ORF III zeigt am Dienstag um 20.15 Uhr die Dokumentation „Ein Ringstraßenbau in neuem Glanz“ und am 14. Jänner um 20.15 Uhr die Dokumentation „Säule der Demokratie – Geschichte des Parlaments“.

Erstmals in der Geschichte der Zweiten Republik fanden Sitzungen beider Kammern am selben Tag statt: Am 15. März 2020 beschloss der Nationalrat zu Mittag unter anderem das CoV-Maßnahmengesetz, kurze Zeit später winkte der Bundesrat den Beschluss durch. Manchmal kam es auch vor, dass Abgeordnete von der Galerie aus die Debatte beobachten mussten. Damit wollte man die Sitzordnung lockern.

Mehr Anträge über Abgeordnete eingebracht

Die Parlamentsdirektion erstellte eine Zahlenbilanz der vergangenen fünf Jahre und drei Monate in der Hofburg.
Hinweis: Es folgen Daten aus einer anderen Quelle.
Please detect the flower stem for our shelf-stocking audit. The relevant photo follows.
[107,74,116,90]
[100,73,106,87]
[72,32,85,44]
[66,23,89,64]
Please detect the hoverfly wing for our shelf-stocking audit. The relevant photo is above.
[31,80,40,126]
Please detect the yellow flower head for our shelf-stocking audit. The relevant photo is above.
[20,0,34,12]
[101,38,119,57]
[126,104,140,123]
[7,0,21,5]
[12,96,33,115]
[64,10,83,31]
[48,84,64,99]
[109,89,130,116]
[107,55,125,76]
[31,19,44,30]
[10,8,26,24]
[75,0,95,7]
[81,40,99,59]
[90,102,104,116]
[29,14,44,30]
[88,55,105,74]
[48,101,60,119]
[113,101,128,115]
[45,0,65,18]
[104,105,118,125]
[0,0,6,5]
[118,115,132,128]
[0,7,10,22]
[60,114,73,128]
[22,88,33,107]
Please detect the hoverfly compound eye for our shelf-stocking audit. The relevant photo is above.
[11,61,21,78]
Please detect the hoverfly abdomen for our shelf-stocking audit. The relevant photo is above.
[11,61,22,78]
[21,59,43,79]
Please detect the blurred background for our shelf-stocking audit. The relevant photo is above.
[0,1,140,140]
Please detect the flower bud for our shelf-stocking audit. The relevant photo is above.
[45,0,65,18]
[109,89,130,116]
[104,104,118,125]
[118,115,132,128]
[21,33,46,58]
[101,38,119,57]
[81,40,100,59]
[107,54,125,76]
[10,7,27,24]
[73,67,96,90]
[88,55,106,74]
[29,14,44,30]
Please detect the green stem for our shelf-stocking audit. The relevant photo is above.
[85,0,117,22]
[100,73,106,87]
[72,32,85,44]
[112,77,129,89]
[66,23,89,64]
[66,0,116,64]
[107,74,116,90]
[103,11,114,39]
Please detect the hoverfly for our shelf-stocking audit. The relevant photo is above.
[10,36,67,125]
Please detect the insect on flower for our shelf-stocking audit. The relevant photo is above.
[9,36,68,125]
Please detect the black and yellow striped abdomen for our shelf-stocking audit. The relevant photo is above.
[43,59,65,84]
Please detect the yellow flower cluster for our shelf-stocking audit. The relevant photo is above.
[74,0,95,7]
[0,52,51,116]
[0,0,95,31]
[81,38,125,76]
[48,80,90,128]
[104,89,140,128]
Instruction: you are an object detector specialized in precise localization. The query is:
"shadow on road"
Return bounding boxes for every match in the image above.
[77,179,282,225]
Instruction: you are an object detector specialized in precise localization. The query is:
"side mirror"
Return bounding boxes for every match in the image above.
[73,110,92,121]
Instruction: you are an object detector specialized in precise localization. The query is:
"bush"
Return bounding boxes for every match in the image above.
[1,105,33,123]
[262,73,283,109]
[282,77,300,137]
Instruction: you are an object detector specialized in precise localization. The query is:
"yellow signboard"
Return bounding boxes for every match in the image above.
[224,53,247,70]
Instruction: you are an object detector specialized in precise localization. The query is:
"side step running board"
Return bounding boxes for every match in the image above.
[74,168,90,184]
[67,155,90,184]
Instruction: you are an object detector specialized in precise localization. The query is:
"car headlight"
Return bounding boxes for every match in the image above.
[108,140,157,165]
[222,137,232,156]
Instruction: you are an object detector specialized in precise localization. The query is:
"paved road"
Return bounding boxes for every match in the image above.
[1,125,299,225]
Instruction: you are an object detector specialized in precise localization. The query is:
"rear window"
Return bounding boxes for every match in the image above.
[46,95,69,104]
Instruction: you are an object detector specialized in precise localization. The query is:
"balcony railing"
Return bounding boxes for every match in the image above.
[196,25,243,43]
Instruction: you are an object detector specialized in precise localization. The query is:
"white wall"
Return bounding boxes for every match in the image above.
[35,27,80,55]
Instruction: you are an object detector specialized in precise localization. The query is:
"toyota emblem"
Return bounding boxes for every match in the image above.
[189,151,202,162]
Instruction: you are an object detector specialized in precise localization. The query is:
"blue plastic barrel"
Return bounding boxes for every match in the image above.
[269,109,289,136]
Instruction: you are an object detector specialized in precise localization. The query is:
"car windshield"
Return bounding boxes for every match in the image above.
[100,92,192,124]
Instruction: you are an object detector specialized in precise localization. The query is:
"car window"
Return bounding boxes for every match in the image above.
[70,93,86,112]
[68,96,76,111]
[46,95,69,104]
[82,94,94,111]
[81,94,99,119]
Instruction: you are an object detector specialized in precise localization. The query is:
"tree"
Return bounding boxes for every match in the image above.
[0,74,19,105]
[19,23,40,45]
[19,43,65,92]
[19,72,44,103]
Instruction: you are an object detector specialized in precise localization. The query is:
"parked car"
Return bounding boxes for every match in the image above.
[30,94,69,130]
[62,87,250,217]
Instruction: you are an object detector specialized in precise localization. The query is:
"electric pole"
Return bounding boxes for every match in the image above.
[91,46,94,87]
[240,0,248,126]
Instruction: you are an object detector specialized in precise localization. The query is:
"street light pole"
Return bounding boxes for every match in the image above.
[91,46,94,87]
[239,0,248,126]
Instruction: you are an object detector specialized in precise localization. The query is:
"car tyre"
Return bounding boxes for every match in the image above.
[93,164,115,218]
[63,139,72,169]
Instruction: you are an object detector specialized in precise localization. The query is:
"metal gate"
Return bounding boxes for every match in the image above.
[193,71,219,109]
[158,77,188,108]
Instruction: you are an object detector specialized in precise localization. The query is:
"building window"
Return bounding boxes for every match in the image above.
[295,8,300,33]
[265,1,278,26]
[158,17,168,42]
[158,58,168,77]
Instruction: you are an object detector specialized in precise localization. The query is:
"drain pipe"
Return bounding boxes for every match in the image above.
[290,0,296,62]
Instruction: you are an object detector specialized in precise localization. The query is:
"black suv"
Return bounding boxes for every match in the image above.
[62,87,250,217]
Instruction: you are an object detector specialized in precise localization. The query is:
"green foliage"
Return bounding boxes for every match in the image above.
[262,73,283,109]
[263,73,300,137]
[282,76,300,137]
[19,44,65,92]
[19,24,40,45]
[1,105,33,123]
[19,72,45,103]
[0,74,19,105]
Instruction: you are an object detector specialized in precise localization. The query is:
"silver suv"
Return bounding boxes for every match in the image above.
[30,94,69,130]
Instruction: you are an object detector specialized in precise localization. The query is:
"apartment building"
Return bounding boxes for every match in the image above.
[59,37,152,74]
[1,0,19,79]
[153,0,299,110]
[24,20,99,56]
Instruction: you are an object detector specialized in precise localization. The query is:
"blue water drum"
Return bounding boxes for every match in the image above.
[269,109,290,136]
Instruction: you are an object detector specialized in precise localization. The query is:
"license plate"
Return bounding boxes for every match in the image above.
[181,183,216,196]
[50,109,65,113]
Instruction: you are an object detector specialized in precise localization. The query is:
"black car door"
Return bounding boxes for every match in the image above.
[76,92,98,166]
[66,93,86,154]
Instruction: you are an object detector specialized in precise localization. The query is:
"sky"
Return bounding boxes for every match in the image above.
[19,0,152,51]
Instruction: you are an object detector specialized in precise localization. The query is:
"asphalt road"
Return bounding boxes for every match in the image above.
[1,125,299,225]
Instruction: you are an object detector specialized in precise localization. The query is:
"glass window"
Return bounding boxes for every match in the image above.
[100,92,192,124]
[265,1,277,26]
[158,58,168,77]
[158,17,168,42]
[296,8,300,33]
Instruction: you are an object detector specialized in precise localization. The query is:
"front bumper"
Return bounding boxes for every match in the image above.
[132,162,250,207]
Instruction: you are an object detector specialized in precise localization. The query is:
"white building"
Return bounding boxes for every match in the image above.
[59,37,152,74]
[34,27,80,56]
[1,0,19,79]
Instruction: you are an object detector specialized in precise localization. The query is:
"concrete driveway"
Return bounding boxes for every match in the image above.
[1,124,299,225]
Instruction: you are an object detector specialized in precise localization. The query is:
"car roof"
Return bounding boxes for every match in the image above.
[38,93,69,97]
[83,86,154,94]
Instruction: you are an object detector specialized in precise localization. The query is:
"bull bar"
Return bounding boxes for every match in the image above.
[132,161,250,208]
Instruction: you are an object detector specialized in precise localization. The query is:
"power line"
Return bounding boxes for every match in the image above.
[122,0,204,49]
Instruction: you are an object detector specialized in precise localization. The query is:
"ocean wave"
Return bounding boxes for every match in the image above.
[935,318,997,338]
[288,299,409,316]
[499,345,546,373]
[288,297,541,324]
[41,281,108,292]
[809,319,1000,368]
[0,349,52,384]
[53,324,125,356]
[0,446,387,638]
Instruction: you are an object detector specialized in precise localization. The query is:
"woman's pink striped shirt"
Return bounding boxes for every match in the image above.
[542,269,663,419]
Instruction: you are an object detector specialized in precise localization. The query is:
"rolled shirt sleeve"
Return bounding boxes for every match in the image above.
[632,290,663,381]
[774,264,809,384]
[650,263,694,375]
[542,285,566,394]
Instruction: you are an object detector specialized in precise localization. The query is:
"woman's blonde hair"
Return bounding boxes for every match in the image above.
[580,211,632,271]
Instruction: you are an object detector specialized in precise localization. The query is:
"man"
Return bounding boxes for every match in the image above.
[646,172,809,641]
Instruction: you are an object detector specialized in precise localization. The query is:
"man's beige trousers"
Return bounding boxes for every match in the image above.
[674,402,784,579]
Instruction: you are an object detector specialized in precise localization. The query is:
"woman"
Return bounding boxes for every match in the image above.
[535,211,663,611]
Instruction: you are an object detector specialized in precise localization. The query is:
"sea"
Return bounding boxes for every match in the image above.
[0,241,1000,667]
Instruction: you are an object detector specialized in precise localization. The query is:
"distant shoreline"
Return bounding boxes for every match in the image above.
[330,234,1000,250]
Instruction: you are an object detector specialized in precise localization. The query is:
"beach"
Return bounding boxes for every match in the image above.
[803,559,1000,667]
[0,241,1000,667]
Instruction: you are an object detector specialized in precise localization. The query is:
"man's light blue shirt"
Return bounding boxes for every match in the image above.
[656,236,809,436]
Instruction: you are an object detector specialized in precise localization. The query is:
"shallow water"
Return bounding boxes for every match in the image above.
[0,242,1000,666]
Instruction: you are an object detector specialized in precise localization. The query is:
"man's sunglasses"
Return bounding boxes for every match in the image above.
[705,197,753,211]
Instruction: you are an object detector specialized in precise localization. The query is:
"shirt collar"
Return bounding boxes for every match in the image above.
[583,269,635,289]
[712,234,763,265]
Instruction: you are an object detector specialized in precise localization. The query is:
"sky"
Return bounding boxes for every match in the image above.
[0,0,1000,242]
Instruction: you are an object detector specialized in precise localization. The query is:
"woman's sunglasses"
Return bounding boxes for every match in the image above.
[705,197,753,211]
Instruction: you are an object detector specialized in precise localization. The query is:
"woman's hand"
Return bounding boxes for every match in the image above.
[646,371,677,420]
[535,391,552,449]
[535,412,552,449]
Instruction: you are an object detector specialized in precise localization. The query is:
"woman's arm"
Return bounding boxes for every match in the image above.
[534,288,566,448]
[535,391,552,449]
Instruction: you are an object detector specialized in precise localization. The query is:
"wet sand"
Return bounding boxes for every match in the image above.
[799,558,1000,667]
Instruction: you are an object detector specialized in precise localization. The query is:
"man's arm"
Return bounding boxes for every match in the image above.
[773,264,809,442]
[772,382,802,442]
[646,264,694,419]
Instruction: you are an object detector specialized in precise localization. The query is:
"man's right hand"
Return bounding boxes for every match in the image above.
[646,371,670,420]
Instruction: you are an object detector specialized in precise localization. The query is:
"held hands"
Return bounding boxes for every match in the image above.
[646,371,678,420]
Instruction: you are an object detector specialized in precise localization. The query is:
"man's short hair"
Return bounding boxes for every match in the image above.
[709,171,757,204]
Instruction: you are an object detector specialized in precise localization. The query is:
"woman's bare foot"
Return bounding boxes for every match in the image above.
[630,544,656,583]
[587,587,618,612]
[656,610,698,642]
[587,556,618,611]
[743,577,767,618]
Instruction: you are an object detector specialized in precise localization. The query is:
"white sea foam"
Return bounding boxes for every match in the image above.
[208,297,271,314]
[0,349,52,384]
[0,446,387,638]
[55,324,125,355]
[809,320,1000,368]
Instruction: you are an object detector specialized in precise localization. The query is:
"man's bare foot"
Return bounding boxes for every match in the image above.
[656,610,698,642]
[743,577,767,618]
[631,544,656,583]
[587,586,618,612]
Insgesamt fanden 287 Nationalrats- und 78 Bundesratssitzungen statt. Die Abgeordneten debattierten 1.480 Stunden und 35 Minuten lang, die Mitglieder des Bundesrats 650 Stunden und 43 Minuten. Unter Ausschluss der Öffentlichkeit wurden in insgesamt 1.824 Fachausschusssitzungen die eingelangten Gesetzesvorschläge beraten.

Grafik zu Beschlüssen im Nationalrat
Grafik: ORF.at; Quelle: Parlament

In Dritter Lesung wurden von September 2017 bis Dezember vergangenen Jahres 842 Gesetzesbeschlüsse gefasst. Seit 2019 geht laut Daten des Parlaments die überwiegende Zahl der Beschlüsse auf Initiativanträge von Abgeordneten und nicht mehr auf Regierungsvorlagen zurück (eine eher kleine Rolle spielen seit jeher Ausschussanträge).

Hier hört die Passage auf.